In normal rotary operation, bit 10 will drill a straight bore with pilot section 14 stabilizing the bit. In this mode, steering section 42 will have minimal or no contact with the bore as illustrated by FIG. 7 wherein the steering section lies entirely within circular bore profile 53. In a push-to-steer mode of operation, inclined steering section 42 may be used to steer bit through dirt by forward thrust without rotation. In particular, in dirt and/or soft formations, longitudinally inclined ribs 44 will, as best shown in FIG. 3, present a smaller transverse cross sectional area than the inclined steering section 42, positioned on the opposite side of the bit. Thus, the side or portion of reaming section 16 where ribs 44 are positioned will present less resistance to forward movement through soft strata. Since the side of the bit 10 where ribs 44 are positioned will penetrate soft strata with less resistance than steering section 42, with its larger transverse cross section, the operator may steer bit 10 by orienting the bit with steering surface 42 positioned on the side of the bore opposite the direction in which is desired to steer the bit. Additionally, ribs 44 and gauge teeth 46 will selectively loosen the formation in the desired direction of travel, allowing pressurized drilling material to sweep the loosened material away, thereby aiding the steering function.
In order to steer the bit 10 through a hard formation in the desired direction, such as up or down, bit 10 may be utilized in a push-and-partial-rotate mode. In this mode, bit 10 is rotated through an arc less than 360° causing the gauge teeth to cut a semicircular profile in the desired direction of travel. Steering section 42 of reamer section 16 provides an angled surface to push the bit 10 in the desired direction as the bit is rotated though the arc.
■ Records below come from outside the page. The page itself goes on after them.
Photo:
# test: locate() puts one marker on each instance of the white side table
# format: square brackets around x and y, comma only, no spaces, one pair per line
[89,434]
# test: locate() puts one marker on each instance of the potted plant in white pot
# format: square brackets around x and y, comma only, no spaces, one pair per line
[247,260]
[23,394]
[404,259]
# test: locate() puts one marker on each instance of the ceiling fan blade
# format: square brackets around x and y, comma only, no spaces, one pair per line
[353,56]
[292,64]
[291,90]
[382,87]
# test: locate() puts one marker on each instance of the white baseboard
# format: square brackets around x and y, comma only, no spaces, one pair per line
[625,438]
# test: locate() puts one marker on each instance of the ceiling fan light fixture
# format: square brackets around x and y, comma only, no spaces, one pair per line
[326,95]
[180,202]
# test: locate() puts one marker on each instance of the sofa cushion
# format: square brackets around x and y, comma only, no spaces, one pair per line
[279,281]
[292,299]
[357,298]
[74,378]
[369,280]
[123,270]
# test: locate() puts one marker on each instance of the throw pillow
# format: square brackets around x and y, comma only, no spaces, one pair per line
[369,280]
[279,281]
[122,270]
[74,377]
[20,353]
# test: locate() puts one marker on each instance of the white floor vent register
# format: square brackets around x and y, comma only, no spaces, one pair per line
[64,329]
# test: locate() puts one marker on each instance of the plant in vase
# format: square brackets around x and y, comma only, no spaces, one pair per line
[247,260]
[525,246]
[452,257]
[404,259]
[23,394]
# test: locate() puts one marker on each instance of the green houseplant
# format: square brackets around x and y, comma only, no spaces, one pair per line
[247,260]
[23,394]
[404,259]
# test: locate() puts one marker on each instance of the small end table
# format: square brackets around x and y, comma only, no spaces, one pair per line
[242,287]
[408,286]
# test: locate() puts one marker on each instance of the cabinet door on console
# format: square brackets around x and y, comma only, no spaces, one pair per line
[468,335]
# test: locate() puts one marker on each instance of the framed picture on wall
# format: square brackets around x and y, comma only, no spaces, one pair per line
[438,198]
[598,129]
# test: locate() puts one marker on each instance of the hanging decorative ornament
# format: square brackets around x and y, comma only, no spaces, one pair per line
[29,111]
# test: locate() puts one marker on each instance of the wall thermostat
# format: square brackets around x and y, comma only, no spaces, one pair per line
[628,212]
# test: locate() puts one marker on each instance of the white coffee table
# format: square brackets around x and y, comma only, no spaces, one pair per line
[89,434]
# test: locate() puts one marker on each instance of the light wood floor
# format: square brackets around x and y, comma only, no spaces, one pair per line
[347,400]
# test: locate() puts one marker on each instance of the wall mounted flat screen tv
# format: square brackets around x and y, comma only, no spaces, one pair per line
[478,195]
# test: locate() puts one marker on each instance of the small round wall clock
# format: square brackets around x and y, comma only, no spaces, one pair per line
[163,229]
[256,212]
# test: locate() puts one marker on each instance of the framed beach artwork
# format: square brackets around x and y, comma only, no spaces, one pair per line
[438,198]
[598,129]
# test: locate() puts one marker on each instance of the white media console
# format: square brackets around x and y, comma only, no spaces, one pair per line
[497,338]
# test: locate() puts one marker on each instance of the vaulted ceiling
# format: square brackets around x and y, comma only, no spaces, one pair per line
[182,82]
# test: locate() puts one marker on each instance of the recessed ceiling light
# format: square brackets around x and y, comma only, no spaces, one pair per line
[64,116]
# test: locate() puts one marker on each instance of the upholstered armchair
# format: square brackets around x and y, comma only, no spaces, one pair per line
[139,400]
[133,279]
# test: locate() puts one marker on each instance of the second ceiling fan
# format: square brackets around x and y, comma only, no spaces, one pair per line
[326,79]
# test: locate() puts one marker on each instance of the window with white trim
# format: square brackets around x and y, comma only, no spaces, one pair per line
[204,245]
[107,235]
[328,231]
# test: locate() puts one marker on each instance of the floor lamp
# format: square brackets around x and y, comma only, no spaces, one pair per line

After the arc is cut, bit 10 is retracted and rotated back a like distance, or the rotation is completed with the bit is withdrawn so that no cutting occurs. Bit 10 is then returned to engagement at the same location and the steps are repeated. This process gradually results in a change in boring direction, after which the mode of operation is returned to normal to form a circular borehole.
Used in the above-described modes, the bit of the invention can drill a borehole through a soft or hard substrate, the bore being curved or having several angled segments representing, for example, initial entry into the ground, horizontal boring under an obstacle such as a roadway, and upward travel towards the surface at the end of the borehole.
While certain embodiments of the invention have been illustrated for the purposes of this disclosure, numerous changes in the invention presented herein may be made by those skilled in the art, such changes being embodied within the scope and spirit of the present invention as defined in the appended claims.